Tuesday, March 23, 2010

What I'm writing in....



On a day to day basis, I use a couple of different vessels for thought, to-do lists, appointments, and so on (just like most of you.)

Journal:
I'm writing my journal-type stuff in a Moleskine Large ruled notebook. I'm not partial to the advertising and marketing, but I am a sucker for it. The book has a nice heft and fits in a bag pretty easily. The 240 page count gives the journal a pretty good duration, though I find that I'm burning through leaves faster than I thought. The oilskin cover has a nice retro feel to it and seems to age pretty well. The paper writes nicely for me, but I'm not yet an expert pen/paper-ista. I haven't really found a good use for the pocket that Moleskine puts in the back cover, but I haven't got out for much traveling or sight-seeing. If I was out and about more, I could use it as a memento pouch.

I'm not sure if the next journal I make or buy is going to be a lined journal. I had an unlined journal for my last book but I used a lined sheet behind my current page (which got annoying). I want to try and free hand my handwriting in my next journal.

Calendar:
I received a a Moleskine Pocket 12-Month Daily Planner for a present last Christmas. Awesome. 400 pages of awesome. Same nice paper and cover as the Moleskine notebooks. It has a lot of neat reference pages like a time zone chart, an international area code and internet domain list, an address book insert at the back. I definitely use this one daily. I go back and forth on whether my next planner is going to be weekly or daily.

As a quick aside: why would I buy a paper planner when I have a computer and an iphone? The calendar on the computer is free. It synchronizes with my iphone. Kinda. I had the syncing between my computer calendar and my mac calendar break 3 times in 90 days. Three different reasons. I got tired of troubleshooting it. Have I mentioned how much I hate troubleshooting my own tech kit?

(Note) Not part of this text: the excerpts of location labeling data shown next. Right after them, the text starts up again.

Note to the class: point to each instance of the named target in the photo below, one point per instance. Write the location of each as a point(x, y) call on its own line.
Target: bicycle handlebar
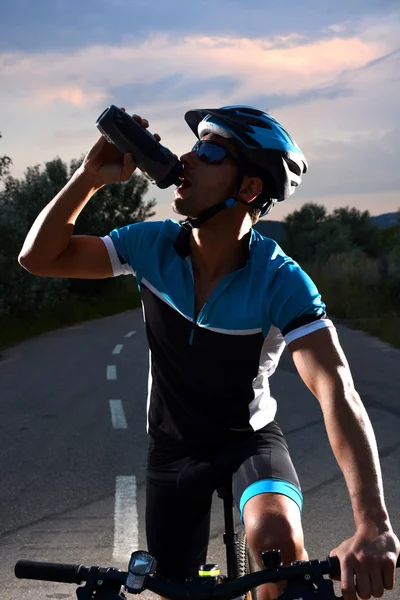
point(192, 589)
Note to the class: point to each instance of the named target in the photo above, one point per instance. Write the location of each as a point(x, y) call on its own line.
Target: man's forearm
point(353, 442)
point(51, 232)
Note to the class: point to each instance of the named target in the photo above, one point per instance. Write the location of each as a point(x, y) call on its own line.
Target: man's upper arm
point(85, 257)
point(322, 364)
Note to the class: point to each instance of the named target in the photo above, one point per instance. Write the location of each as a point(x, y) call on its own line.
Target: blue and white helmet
point(260, 138)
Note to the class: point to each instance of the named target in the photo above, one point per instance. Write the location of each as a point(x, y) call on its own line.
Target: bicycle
point(305, 579)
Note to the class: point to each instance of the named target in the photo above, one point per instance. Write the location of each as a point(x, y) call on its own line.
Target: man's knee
point(272, 521)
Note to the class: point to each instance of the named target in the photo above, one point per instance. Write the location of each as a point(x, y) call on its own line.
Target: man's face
point(205, 184)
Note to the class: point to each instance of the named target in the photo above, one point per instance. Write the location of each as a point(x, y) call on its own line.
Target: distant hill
point(386, 220)
point(276, 229)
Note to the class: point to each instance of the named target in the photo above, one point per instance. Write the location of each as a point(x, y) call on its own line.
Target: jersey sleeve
point(129, 247)
point(296, 306)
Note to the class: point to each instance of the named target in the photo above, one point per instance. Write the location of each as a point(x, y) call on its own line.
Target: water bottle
point(156, 162)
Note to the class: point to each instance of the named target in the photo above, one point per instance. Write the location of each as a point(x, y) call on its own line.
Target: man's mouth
point(185, 183)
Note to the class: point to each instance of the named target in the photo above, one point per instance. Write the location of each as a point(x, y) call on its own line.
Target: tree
point(363, 232)
point(311, 235)
point(5, 162)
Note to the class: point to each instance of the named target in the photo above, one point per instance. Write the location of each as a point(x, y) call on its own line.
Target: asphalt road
point(61, 456)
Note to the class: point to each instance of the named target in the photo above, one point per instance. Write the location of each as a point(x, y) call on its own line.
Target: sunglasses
point(211, 152)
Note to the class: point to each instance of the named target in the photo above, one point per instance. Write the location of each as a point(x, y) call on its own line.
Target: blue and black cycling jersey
point(209, 374)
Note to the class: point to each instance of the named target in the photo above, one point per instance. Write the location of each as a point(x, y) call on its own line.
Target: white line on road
point(118, 415)
point(111, 372)
point(130, 333)
point(126, 534)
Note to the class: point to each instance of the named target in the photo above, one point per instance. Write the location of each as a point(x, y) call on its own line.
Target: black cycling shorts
point(181, 483)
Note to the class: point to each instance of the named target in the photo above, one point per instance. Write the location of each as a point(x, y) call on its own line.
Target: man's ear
point(251, 188)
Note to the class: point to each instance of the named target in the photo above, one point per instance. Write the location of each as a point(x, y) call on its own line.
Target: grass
point(17, 328)
point(347, 300)
point(386, 327)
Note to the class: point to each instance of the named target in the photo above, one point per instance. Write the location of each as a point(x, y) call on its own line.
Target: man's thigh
point(178, 507)
point(263, 466)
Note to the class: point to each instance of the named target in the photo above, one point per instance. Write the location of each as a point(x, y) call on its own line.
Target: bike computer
point(141, 565)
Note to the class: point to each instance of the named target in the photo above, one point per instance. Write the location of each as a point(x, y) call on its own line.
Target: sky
point(328, 71)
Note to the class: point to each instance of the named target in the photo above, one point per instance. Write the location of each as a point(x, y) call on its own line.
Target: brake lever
point(303, 587)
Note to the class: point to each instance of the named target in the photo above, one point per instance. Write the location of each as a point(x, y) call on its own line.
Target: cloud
point(245, 67)
point(337, 95)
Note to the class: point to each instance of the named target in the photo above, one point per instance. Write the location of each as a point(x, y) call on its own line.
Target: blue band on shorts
point(277, 486)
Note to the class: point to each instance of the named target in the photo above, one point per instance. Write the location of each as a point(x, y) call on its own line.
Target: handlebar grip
point(47, 571)
point(334, 565)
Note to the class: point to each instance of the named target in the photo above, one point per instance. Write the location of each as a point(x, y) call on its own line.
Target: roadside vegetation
point(30, 305)
point(355, 265)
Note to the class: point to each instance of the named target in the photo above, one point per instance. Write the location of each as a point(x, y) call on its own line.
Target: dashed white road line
point(111, 372)
point(118, 414)
point(126, 533)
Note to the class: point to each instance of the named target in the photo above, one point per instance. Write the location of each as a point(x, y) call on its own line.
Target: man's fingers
point(389, 574)
point(363, 582)
point(347, 582)
point(376, 577)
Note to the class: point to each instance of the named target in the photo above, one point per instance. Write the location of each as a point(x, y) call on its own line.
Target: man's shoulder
point(169, 228)
point(267, 249)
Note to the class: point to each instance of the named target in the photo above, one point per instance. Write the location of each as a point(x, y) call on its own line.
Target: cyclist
point(220, 302)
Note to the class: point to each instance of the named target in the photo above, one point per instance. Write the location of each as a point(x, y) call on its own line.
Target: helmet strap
point(181, 244)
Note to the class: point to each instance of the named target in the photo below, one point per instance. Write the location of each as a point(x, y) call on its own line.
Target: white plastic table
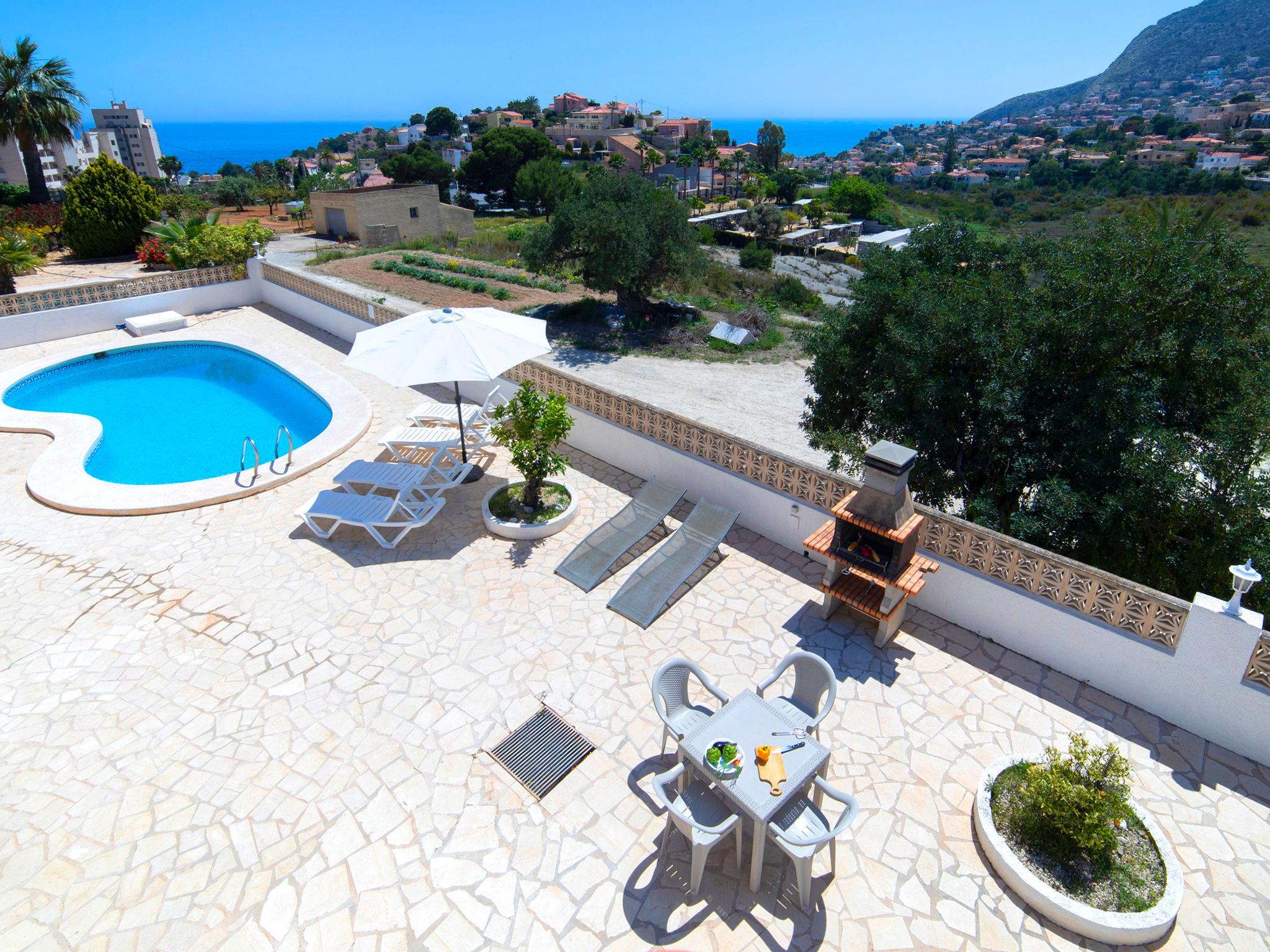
point(751, 721)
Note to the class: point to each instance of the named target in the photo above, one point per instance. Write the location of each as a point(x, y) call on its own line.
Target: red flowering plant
point(153, 253)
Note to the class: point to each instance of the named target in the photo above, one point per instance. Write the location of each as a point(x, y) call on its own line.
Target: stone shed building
point(384, 214)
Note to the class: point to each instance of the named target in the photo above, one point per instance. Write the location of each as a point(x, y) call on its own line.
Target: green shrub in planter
point(531, 426)
point(755, 257)
point(1071, 803)
point(107, 208)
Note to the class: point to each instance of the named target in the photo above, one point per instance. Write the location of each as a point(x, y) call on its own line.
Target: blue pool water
point(174, 413)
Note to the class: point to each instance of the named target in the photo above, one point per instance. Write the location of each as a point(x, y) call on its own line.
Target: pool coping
point(58, 477)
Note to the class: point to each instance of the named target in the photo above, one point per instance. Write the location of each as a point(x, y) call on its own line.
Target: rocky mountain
point(1170, 51)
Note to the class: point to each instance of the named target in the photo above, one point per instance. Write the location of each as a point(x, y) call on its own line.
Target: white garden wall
point(1199, 685)
point(20, 329)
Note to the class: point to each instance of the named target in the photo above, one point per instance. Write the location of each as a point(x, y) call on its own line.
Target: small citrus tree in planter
point(1065, 834)
point(531, 426)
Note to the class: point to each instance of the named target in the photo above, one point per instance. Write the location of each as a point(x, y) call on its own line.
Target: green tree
point(771, 145)
point(626, 235)
point(856, 197)
point(786, 183)
point(273, 193)
point(169, 165)
point(17, 257)
point(236, 191)
point(531, 426)
point(38, 103)
point(544, 184)
point(499, 155)
point(418, 164)
point(442, 121)
point(527, 107)
point(1103, 395)
point(1046, 173)
point(106, 209)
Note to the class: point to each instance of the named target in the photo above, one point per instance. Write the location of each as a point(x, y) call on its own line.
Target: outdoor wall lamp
point(1245, 578)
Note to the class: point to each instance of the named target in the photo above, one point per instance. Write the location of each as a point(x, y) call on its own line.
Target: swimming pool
point(175, 412)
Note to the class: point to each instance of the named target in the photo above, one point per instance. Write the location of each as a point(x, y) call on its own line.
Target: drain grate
point(541, 752)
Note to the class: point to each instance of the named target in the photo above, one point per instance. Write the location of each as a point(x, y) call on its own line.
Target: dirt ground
point(277, 223)
point(361, 272)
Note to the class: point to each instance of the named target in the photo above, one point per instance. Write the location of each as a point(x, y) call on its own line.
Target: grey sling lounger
point(586, 565)
point(648, 591)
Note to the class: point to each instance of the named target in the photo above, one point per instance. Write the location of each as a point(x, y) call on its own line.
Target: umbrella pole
point(475, 472)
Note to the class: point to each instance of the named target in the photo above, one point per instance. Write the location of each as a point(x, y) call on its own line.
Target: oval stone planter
point(539, 530)
point(1112, 928)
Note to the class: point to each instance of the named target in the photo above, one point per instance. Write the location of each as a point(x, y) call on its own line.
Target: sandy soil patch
point(361, 272)
point(275, 223)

I don't have to troubleshoot my daily planner. It doesn't crash. It doesn't run out of batteries. It's an archaic way to track my appointments and classes and life, but it's one less thing I have to *maintain*.

To-do:
I use a Moleskine Cahier book for a rolling to-do list right now. I got a set of three a few years ago and haven't used them up yet. I'm almost done with this one and then I have a couple of different notebooks to use for my rolling list of "executables." I switched to a pocket list after I tried one of the to-do apps on my iphone. The iphone had to be reset. All my to-do lists = gone. The app was still there on the iphone back up, but my to-dos weren't.

I know I could pay for a program that would sync between the computer and the iphone, or I could use google tasks. Really, I just like the tactile feel of striking off a to do on a piece of paper.

Note taking/ Handwriting practice/ Temporary working space:
I use a generic 8.5 x 11 inch legal pad as a "temporary working space." It's cheap, large, portable. I started using it for notes in my classes. I'd take notes on the pad and then copy them over to my class notebook at home. It gives me a way to review the notes at least once within a week of taking them. But I used a legal pad to work on my math review a few weeks ago. I'm using the backs of the pages to practice my cursive writing - which is really quite atrocious (the handwriting, not the backs of the pages). Sometimes the cheap solution is the right one.

So that's what I use every day. How about you guys?

1 comment:

Denis said...

I use Google Tasks. So much so that I wrote my own native iPhone app for it (GeeTasks) to compensate for some of the weaknesses such as slow speed and lack of offline mode.